10.03.2010 · Die Wut wächst: Chefdirigenten und Intendanten der führenden Berliner Häuser und Orchester haben in einem offenen Brief an den Berliner Bildungssenator gegen den weiteren Abbau des schulischen Musikunterrichts protestiert.
Von Julia SpinolaLängst kann sich noch der hartgesottenste, amusische Positivist anhand einer Flut neuer wissenschaftlicher Studien davon überzeugen, dass Musik eine Basis unseres Lebens ist. Musik dringt in die tiefsten Schichten unserer Existenz, weil in ihr auf einzigartige Weise geistige und sinnliche Momente miteinander verbunden erscheinen. Das erlaubt es ihr als einer klar strukturierten Mathematik der Gefühle, die begrifflich festgenagelten Bedeutungswelten zu übersteigen. Doch muss man heute die Musik gar nicht mehr um ihrer selbst willen lieben und vom Glück ästhetischer Erkenntisse schwärmen, um zwingende Argumente für ihren Wert zu finden.
Die Beschäftigung mit Musik, das kann inzwischen auch jeder Bildungspolitiker nachlesen, trainiert unser Gehirn, hilft Krankheiten zu überwinden, verbessert das Sprach- und Ausdrucksvermögen und fördert auf enorme Weise die soziale Entwicklung von Kindern und Jugendlichen. Trotzdem kommt die allgemeine Musikausbildung im Musikland Deutschland aus ihrer Dauerkrise nicht heraus – im Gegenteil: In den Kindergärten wird nicht mehr gesungen, sondern nur mehr angstfrei gegrölt, Musikschulen schließen trotz ellenlanger Wartelisten (in Berlin stehen nach Auskunft des Landesmusikrats zurzeit mehr als 6500 Schüler Schlange für einen der raren Unterrichtsplätze), Instrumentallehrer werden unterbezahlt, und der ohnehin von exorbitanten Ausfallquoten bedrohte Musikunterricht an den allgemeinbildenden Schulen steht immer seltener auf dem Stundenplan.
Wer stoppt die Entmusikalisierung der Republik?
Auf der anderen Seite wirkt eine breite und mittlerweile hochvernetzte Front an Modellversuchen der fortschreitenden Entmusikalisierung der Republik verzweifelt entgegen.
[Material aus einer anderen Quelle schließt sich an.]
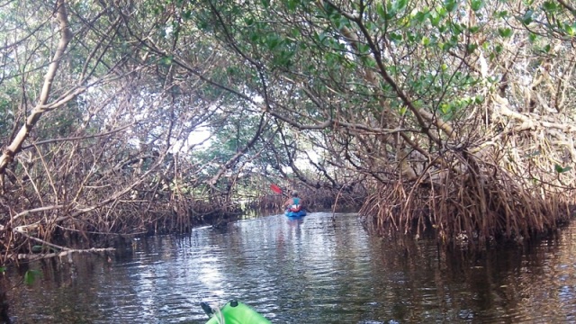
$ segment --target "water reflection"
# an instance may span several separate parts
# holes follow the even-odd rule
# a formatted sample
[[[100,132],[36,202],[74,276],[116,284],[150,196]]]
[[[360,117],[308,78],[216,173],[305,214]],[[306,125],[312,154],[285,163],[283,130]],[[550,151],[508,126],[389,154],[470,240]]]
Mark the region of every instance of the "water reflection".
[[[573,322],[574,227],[482,253],[368,237],[354,214],[242,220],[136,240],[128,254],[31,265],[18,323],[203,323],[236,298],[276,323]],[[22,274],[10,273],[4,285]]]

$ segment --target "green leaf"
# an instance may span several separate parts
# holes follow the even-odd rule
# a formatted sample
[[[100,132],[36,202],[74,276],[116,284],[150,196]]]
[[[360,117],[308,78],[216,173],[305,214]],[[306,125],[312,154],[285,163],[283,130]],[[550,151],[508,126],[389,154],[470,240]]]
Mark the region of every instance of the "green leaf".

Warum verzweifelt? Weil all die tatkräftigen und phantasievollen Intitiativen der Kulturstiftungen, Landesverbände, Orchester, Opernhäuser – die sicherheitshalber, um nicht eines überkommenen Bildungsideals verdächtigt zu werden, die Kids von heute mit cooler „education“ anlocken – nicht fruchten können, wenn ihnen der Boden abgegraben wird.
Den Chefdirigenten und Intendanten der führenden Berliner Häuser und Orchester ist daher nun der Kragen geplatzt. In einem offenen Brief an den Berliner Bildungssenator Jürgen Zöllner (SPD) protestieren Daniel Barenboim, Sir Simon Rattle, Carl St. Clair, Donald Runnicles, Lothar Zagrosek, Ingo Metzmacher, Marek Janowski und andere vehement gegen den weiteren Abbau des schulischen Musikunterrichts. Sie fordern das Selbstverständliche: einen konstruktiven Dialog mit den Fachgremien und eine Lösung, „die die musikalische Allgemeinbildung nicht aus unserer Stadt verbannt“. Musik ist kein Luxus, sondern Lebenselixier.